Office 2010 Discount by Amazon, Despite Strong Sales

Dennis Faas's picture

Amazon has slashed the price of several versions of its Microsoft Office 2010 applications suite. Cuts have been as high as 13 per cent at the online retailer, which insists the reductions have nothing to do with weak demand.

Leading the cuts is the Home and Student version of Office: Microsoft lists the software at $149, but Amazon currently posts it at just $129. Receiving slightly less drastic cuts is the Home and Business edition, available for $259 (usually $279) and the Professional version, listed at $459 by Microsoft but sold by Amazon for a whopping $499. (Source:

Office 2010 Leads Amazon Software Sales

Microsoft officially launched Office 2010 on Tuesday. It doesn't appear Amazon's cuts to the software's prices have anything to do with its selling power, since the Home and Student version of Office 2010 sold faster than any other piece of software on Amazon Wednesday. The Home and Business version ranked second.

The premium-priced Professional version, which has received a $40 cut, did not sell so well, however.
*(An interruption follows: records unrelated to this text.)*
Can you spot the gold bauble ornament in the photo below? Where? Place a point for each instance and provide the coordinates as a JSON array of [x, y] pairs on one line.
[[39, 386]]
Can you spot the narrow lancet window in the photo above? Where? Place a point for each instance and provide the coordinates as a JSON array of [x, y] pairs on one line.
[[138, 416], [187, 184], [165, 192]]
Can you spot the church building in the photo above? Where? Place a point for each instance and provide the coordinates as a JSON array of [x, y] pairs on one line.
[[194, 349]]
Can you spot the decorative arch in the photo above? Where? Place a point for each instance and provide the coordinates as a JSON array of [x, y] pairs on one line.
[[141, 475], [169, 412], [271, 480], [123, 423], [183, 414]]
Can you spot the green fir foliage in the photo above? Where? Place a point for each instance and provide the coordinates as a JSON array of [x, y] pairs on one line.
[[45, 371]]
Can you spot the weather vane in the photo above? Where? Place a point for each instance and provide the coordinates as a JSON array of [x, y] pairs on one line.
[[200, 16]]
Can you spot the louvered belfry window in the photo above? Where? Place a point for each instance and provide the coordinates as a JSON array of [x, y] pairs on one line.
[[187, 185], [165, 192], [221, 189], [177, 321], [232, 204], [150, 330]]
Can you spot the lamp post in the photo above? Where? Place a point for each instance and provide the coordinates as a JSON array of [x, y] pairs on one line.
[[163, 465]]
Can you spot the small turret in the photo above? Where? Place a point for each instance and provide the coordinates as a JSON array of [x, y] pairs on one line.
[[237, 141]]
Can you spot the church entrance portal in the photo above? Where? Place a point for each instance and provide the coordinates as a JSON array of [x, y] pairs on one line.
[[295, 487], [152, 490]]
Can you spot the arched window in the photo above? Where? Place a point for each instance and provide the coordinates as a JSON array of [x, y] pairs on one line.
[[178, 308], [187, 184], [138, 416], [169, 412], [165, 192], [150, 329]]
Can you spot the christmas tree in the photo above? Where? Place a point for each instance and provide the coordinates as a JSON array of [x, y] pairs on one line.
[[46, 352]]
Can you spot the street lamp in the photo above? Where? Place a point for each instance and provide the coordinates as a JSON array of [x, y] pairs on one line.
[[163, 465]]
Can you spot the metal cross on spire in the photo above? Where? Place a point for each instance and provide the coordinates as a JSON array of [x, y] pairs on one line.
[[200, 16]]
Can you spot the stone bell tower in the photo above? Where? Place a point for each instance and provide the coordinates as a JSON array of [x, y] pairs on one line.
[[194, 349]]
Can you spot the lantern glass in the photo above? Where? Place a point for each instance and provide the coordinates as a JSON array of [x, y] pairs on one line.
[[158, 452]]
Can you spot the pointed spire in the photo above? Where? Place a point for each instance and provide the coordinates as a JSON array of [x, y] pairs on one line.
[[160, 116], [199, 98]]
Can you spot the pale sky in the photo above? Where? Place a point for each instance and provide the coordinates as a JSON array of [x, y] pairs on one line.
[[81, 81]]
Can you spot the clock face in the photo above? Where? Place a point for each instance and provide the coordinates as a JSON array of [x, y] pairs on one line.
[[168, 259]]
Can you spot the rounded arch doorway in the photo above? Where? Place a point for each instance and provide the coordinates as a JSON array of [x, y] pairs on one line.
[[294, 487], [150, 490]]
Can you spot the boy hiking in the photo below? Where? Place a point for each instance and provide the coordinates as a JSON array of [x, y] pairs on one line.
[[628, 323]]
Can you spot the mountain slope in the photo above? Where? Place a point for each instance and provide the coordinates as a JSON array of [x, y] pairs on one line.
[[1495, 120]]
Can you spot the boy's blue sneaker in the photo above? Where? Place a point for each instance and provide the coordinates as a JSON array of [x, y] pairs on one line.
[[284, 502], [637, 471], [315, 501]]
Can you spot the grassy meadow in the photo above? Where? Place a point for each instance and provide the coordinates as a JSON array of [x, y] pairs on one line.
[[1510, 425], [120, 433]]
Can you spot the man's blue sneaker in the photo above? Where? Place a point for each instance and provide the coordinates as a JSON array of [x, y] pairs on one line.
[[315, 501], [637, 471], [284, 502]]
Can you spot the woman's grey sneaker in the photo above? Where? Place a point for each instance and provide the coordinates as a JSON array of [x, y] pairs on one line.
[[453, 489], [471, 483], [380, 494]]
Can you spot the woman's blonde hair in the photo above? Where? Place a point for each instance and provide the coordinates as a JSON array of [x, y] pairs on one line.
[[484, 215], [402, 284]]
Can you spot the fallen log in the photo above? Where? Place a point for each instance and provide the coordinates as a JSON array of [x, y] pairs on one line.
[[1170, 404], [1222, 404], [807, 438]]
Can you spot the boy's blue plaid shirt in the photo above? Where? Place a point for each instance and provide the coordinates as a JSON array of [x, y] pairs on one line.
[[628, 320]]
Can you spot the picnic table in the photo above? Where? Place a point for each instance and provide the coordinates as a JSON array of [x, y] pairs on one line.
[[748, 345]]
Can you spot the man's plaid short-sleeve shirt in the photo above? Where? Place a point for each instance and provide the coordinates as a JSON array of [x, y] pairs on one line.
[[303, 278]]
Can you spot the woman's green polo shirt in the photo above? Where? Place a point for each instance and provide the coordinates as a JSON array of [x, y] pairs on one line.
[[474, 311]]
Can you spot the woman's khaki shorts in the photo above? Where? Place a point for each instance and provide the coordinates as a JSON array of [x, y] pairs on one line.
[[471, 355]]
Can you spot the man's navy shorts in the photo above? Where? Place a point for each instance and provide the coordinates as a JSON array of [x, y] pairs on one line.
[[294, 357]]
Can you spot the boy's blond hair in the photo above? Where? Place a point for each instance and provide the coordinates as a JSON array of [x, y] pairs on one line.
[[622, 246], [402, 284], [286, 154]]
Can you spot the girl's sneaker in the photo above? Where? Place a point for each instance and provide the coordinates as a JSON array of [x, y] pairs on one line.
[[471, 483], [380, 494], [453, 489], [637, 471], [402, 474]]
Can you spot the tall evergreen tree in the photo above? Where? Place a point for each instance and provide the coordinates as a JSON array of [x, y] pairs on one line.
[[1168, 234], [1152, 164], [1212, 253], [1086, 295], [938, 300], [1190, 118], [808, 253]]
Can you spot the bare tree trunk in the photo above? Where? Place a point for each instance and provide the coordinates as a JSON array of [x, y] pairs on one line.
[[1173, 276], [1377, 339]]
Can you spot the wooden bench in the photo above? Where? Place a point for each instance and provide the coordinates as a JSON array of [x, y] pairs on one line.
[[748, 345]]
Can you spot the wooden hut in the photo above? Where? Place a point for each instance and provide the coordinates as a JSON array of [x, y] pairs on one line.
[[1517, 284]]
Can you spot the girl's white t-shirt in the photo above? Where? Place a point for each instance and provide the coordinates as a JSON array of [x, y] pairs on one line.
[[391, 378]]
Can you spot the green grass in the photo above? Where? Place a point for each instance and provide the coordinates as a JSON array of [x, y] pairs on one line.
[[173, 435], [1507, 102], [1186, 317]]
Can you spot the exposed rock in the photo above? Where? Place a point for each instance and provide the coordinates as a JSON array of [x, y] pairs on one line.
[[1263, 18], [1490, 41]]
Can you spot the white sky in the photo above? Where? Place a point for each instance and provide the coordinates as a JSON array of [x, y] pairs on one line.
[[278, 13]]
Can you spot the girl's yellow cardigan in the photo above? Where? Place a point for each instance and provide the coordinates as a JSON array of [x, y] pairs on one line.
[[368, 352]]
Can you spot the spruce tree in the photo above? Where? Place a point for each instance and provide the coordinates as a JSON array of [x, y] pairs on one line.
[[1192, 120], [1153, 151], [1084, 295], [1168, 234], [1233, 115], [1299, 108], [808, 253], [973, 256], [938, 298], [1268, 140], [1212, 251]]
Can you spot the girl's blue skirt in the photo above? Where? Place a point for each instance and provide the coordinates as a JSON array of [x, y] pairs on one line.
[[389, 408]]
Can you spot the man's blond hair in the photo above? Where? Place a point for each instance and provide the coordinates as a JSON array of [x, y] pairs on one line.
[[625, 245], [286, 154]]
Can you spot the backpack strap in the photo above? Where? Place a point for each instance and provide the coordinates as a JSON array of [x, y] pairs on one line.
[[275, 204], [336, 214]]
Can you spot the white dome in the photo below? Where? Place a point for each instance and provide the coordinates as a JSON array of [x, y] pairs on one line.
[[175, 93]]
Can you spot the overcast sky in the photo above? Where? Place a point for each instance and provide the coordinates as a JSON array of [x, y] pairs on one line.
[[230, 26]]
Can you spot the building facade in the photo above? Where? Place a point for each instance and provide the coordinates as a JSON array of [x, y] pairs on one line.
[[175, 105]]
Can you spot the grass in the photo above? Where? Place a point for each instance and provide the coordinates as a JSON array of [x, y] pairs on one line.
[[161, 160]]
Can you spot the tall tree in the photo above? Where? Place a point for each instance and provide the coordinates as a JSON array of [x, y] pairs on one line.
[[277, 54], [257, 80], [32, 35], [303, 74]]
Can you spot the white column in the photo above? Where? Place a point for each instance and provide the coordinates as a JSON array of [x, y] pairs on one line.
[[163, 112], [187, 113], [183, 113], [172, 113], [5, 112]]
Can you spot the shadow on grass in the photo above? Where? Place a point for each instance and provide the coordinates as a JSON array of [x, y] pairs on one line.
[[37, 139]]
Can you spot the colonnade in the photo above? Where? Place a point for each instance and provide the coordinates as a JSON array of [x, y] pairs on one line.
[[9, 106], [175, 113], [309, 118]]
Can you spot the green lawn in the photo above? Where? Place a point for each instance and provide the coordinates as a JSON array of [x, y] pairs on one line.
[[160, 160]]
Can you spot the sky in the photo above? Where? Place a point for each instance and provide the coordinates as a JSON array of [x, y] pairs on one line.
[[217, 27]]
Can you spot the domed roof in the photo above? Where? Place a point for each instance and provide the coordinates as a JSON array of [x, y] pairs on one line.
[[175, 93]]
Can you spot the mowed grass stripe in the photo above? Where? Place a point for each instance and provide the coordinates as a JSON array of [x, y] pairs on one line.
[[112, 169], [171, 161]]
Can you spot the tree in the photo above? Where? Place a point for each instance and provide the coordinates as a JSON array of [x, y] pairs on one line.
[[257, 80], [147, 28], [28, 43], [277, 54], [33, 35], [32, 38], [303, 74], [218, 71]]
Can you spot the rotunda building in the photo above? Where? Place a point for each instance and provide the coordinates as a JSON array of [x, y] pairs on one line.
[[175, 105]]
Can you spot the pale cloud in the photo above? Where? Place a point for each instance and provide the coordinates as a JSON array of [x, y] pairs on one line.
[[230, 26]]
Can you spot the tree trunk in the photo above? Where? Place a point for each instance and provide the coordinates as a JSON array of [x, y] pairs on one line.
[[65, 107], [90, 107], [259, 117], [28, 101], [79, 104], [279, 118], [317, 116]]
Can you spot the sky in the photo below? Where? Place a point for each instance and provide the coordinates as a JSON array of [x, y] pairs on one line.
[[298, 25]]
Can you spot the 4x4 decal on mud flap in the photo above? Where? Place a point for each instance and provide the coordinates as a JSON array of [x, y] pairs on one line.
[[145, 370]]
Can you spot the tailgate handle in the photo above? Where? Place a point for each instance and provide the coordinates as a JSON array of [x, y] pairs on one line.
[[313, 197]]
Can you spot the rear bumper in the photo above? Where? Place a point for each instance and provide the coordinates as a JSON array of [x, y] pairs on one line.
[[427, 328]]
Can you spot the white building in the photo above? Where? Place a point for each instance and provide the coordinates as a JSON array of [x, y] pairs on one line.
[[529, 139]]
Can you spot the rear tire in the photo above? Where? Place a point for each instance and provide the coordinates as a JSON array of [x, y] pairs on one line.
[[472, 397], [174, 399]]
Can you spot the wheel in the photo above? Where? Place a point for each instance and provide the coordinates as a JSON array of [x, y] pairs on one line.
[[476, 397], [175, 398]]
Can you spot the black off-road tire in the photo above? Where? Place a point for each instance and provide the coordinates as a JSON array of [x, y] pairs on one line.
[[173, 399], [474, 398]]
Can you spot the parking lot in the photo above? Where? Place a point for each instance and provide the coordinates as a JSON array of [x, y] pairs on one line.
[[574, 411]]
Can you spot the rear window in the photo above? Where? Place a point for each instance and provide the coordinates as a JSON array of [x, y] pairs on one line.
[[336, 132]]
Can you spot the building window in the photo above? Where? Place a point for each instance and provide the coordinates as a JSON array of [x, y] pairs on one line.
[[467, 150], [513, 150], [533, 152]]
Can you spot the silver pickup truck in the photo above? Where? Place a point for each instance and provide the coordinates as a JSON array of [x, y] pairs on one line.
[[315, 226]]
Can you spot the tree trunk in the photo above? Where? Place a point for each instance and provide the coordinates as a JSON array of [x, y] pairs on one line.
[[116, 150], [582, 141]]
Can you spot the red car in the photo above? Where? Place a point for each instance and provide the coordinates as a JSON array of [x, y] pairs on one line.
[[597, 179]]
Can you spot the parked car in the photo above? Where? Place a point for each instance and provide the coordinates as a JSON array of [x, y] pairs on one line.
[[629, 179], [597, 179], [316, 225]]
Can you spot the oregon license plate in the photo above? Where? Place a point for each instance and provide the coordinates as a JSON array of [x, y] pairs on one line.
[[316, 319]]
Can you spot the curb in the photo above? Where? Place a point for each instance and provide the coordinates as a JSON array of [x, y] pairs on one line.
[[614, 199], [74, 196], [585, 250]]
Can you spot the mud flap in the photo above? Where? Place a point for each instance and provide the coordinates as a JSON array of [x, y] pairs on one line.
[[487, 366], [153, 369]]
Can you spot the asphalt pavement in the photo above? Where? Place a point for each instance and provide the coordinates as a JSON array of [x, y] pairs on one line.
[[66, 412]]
It ranked 19th on Amazon's software sales rankings chart.

Not all retailers have responded to the Amazon cuts. Both Microsoft and Best Buy continue to sell these versions for their list prices. However, it should be noted that purchasing these versions from Microsoft via download (rather than a boxed installation disc) is still the cheapest option. At Microsoft's site, the Home and Student version is listed at $119, Home and Business at $199, and Professional at $349.

Prices Cuts Remain a Mystery

Some critics suggest the cuts could be related to minimal changes to Office's popular programs, like Word, Excel and PowerPoint. Reports suggest that the new Office 2010 offers little over the 2007 version, and therefore, the price to upgrade is not justified. (Source:

It's also plausible that the cuts could have more to do with Microsoft's decision to launch free Office 2010 web apps in order to compete with Google Docs and other cloud computing options. There's nothing like a free (even if very basic) alternative to help drive down prices.